In other words: it's AC/DC. They were kind of a big deal, and in some corners, they remain one still. Powerage just happens to be one of the albums were they show how they earned the title.
-Tucker Stone, 2009
Oh, yes! Man, I love this record, but it always seems to be the one AC/DC album that hardly anyone knows. There's a lyric from "Gone Shootin'" that I always think of - "I stirred my coffee with the same spoon" - now that is a heck of a way to write a song about your junkie girlfriend. AC/DC have a reputation for being obvious to the point of stupid, but it's hard to argue that about Powerage. "But what's next to the moon?" - what a lyric! Not to mention, some of Angus' best guitar solos. Ah, now I just want to go listen to it again...

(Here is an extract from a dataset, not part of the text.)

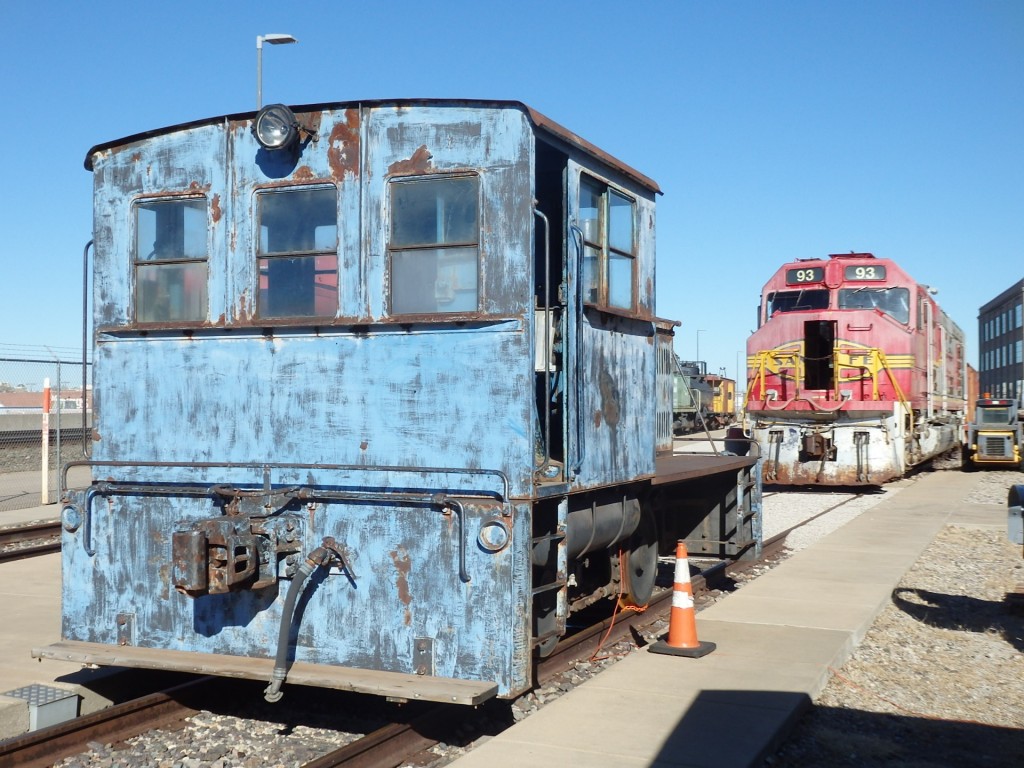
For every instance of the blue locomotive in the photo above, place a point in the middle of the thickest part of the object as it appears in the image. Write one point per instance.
(380, 399)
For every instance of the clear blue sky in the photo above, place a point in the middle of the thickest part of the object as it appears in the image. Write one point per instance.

Anyhow thanks, I'm really enjoying all these articles. Neat idea to check out 1978, it's a great music year - will you do another year when you're done? 1979, or another less obvious music year - 1989, 1973, 1996?
Posted by: Thoapsl | 2009.05.10 at 06:02
Thanks man. We really enjoy doing these projects, and, yeah, we've got another year lined up down the road--and it just happens to be one of the ones you mention.
As for AC/DC, this is the second archival music project we've done where we've encountered an incredible AC/DC album that gets little critical respect--the other being 1983's Flick of the Switch. The general thinking is that AC/DC lives or dies on their hits, and neither Powerage or Flick of the Switch really have any, but both albums are great, and deserve way more credit than they get.